I'm working on my raytracer and in an effort to speed it up a bit, I'm ditching the algebraic method of ray-triangle intersection, and am replacing it with a parametric method, as described
here.
I'm gonna start talking some math stuff here so I made
this diagram to help explain the method I'm using.
Ro = origin of the ray.
Rd = direction of the ray.
P = point of intersection on the plane constructed from the three vertices of the triangle
v1, v2, v3 = vertices of the triangle, in clockwise winding order.
now according to the slides in the Princeton lecture, in order for P to be inside the triangle, a and b must both be in the range 0..1. My 3D math isn't the best but I recognised that a is simply the scalar projection of Z onto X, and b is the scalar projection of Z onto Y, where Z = P - v3, X = v2 - v3, and Y = v1 - v3. Correct?

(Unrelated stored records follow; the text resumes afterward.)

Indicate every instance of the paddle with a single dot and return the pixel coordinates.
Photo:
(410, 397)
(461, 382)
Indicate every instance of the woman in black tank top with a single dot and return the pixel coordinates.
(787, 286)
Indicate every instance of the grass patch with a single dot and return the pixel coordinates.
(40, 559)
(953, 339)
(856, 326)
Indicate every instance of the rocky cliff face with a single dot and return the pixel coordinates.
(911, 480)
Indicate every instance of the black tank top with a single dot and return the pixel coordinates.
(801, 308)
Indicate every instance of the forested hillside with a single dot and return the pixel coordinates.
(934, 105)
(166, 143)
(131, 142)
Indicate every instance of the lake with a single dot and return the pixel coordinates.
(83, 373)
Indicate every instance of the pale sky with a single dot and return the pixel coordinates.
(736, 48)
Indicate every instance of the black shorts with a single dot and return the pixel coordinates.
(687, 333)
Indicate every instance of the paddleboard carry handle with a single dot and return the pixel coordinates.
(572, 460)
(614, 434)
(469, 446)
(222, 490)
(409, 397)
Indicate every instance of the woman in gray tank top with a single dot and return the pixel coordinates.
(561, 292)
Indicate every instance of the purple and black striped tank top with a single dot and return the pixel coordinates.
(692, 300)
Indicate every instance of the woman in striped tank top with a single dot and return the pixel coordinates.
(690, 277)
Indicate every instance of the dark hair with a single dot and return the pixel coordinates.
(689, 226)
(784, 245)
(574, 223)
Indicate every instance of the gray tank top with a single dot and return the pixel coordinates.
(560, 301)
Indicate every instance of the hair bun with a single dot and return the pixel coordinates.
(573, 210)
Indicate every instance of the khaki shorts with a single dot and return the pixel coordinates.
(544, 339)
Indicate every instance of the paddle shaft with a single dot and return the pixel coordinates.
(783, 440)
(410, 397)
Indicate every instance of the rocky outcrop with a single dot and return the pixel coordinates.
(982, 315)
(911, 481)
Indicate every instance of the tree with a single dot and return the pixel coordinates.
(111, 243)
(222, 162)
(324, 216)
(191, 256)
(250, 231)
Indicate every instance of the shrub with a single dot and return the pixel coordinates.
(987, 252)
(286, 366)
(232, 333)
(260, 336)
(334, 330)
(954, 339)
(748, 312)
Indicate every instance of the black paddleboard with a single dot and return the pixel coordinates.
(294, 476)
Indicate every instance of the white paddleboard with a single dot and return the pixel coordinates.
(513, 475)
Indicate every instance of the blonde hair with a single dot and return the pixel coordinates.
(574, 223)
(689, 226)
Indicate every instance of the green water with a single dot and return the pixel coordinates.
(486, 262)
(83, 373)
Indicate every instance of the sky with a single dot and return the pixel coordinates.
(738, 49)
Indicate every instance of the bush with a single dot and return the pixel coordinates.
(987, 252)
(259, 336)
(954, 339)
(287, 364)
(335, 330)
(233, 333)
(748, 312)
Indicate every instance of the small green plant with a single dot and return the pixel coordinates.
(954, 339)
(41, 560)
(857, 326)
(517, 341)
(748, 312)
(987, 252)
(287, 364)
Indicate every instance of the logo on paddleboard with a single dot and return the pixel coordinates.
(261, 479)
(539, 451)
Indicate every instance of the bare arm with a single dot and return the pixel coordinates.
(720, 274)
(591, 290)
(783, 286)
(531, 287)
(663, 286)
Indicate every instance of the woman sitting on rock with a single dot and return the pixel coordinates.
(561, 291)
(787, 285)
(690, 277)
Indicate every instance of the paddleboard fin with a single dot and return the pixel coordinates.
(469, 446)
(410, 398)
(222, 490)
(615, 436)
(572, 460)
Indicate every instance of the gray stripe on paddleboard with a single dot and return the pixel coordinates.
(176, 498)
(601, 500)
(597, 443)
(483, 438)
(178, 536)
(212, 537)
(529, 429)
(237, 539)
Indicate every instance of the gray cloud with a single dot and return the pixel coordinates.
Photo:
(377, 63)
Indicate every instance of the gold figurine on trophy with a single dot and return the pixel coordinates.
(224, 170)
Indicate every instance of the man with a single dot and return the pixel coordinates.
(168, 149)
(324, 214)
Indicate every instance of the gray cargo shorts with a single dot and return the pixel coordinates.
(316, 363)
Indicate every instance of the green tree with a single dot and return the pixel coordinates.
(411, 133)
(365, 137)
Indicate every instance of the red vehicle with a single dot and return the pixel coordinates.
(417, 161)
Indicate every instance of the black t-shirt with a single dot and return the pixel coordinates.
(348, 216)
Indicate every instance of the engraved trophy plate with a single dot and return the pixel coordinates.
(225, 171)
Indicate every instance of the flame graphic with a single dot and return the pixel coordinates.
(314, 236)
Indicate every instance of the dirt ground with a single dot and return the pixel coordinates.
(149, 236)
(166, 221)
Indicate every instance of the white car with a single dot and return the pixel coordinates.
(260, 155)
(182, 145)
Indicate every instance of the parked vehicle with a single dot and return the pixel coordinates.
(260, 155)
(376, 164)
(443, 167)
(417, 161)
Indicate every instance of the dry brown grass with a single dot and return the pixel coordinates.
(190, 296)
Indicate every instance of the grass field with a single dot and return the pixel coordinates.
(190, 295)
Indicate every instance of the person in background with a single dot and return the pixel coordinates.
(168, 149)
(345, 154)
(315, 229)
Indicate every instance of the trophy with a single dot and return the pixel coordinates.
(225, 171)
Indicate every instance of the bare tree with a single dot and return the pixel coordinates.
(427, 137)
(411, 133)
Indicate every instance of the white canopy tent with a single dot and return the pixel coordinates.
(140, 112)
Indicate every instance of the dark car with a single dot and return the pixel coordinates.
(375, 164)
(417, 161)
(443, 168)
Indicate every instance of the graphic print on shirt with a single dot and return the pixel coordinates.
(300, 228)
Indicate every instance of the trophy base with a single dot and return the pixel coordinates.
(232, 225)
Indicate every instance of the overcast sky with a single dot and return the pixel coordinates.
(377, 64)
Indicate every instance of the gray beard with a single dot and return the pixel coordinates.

So here's my implementation...
float RTTriangle::intersect(const Rayf &ray)
{
float distance = mPlane.intersect(ray);
if(distance == std::numeric_limits<float>::infinity())
{
return distance;
}
Vector3f P = ray.mOrigin + ray.mDir * res.distance;
Vector3f Z(P - mVerts[2]); //P - v3
Vector3f X(mVerts[1] - mVerts[2]); //v2 - v3
X.normaliseSelf();
float a = Z.dot(X);
if(a < 0 || a > 1)
{
return std::numeric_limits<float>::infinity();
}
Vector3f Y(mVerts[0] - mVerts[2]); //v1 - v3
Y.normaliseSelf();
float b = Z.dot(Y);
if(b < 0 || b > 1)
{
return std::numeric_limits<float>::infinity();
}
return res;
}
And the
output...
Doesn't quite look like the famous Utah Teapot, now does it? Where exactly did I go wrong here?
Doesn't quite look like the famous Utah Teapot, now does it? Where exactly did I go wrong here?